I should not let my world revolve around our children to the point of my entire being and identity is swallowed up by who and what they are. Or what they are eating. Or pooping. Or saying. Or wearing. Mommyhood may be what takes up the vast majority of my mental, physical reserves and time these days but it should not be what primarily defines me as a human being. My husband married a woman who was not a living incubator, doubling as a milk cow or a drill sergeant attempting to structure a daily routine and work around offspring. He deserves to see a glimpse of the pre-child woman he married every so often and amazingly enough, kids deserve to see that Mom is a whole lot more than *just* Mom. Keeping that woman with interests and conversational abilities beyond what the 2 yo managed to flush down the toilet today alive may mean cutting corners off the idealistic self imposed perfect Mom profile we all keep in the back of our minds to flog ourselves with occasionally. We all know we can’t live up to the Perfect Mom Profile and it’s very existence is merely a tool by which to torture ourselves with yet we hang onto some customized version of it anyway. I should not model self torture to our children.

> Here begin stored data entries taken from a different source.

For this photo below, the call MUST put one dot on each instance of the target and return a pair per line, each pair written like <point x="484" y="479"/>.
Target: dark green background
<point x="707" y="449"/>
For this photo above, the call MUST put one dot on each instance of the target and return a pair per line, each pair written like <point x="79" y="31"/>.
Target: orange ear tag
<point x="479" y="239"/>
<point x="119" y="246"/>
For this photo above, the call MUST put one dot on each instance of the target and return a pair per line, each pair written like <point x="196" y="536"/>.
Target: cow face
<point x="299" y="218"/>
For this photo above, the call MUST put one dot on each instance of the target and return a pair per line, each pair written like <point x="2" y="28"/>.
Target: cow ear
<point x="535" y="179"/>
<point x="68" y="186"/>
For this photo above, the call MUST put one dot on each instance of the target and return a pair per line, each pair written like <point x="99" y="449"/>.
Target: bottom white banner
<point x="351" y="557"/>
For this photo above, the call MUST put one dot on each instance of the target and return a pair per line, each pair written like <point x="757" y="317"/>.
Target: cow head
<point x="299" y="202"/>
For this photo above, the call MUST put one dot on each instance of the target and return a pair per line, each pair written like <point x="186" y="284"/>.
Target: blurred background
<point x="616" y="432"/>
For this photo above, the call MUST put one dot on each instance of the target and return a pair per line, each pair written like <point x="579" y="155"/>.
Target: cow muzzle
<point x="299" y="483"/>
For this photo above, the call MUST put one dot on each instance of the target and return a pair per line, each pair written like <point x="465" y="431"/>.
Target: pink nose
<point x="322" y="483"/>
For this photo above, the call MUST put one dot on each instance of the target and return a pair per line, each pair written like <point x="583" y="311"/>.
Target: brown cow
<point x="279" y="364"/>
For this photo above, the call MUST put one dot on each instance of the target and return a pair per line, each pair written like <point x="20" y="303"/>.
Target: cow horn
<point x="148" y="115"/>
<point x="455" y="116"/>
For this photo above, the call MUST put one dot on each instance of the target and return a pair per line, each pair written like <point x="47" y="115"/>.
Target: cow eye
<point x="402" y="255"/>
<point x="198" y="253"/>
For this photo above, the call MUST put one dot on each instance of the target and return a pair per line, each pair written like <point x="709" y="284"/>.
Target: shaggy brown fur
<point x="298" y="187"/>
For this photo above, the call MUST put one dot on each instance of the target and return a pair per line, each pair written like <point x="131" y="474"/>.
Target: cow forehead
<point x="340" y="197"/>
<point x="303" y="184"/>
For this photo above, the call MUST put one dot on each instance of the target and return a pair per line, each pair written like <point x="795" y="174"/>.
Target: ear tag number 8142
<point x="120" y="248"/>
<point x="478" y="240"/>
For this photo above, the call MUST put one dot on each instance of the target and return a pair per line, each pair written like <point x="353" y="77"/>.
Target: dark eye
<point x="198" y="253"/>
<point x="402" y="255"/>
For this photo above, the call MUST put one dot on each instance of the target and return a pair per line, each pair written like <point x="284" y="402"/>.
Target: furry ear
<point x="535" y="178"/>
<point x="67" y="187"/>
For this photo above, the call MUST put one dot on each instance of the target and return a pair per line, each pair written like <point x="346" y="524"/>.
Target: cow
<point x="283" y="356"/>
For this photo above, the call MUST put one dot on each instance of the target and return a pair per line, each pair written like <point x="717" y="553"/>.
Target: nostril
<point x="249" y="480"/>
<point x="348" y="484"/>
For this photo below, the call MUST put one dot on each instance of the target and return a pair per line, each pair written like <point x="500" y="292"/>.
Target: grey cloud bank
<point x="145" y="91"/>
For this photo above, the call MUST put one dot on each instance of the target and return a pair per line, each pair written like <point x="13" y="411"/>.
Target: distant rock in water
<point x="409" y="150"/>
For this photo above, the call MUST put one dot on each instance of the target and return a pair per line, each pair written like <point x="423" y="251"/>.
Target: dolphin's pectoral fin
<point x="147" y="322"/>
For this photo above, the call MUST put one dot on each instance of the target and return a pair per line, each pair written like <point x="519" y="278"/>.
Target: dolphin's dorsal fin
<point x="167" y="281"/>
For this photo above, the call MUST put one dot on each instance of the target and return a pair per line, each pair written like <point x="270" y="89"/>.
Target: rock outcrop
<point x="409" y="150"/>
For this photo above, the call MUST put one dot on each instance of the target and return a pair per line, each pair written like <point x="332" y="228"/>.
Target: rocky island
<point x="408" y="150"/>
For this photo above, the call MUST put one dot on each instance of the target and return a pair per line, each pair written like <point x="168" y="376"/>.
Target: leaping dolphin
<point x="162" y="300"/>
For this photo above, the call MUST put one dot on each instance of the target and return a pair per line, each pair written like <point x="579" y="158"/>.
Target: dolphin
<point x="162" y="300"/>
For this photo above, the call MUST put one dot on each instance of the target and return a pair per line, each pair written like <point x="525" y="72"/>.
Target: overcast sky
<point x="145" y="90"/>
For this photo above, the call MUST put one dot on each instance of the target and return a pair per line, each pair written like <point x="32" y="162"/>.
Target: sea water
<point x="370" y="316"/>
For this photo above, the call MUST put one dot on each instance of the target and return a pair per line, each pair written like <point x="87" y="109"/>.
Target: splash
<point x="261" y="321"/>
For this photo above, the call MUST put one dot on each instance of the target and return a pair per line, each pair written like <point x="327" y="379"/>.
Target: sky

I should never ever pretend to be perfect. Our kids are gonna fail. Are going to make mistakes. I’m definitely going to fail them and fail myself. A harder lesson than achieving life success is learning how to accept that life is hard. Life is messy. Life contains mistakes. Sometimes a lot of them. Personal responsibility, learning how to apologize and work to make wrongs right are far more valuable lessons than learning how to build a good image.
I should not rescue them from life. Every instinct of my mother-bear nature wants to help them up the ladder at the playground. Wants to intervene when the bully kid walks up and fires off an insult while evaluating if my kid is their next favorite target. Wants to hide them away from the ugliness that rears it’s head in even the most innocent places of the world around us. Wants to pretend that childhood is all lemondrops, rainbows, unicorns, magic and marshmallows (hfcs free of course). There is a time and place for appropriate parental involvement and presence to be made known. But our kids deserve the chance to see if they can figure out how to balance on their own before being swooped down on by RescueMom. If they can come up with a way to deal with the bully and turn them into a friend. To identify and express outrage against the injustices of this world as only the mind of a child can.
And perhaps most important of all? I should not be afraid. Of being different. Of being the same. Of failing. Of getting old. Of being tired. Of not getting enough done. Of doing too much. Of pushing too hard. Of being too lenient. Of being a Mom. Even if childrearing is by far the scariest thing I’ve ever done. It’s Ok though. One day I’ll actually go skydiving and then childrearing won’t seem scary at all.
I’m off to kiss our sleeping kids. Sweet rosy cheeks tucked away in bed with unruly blonde hair spilling all over the place. I should not allow my heart to actually burst with love and adoration as I gaze at them. On second thought, maybe I can just let that one slide. Just this once.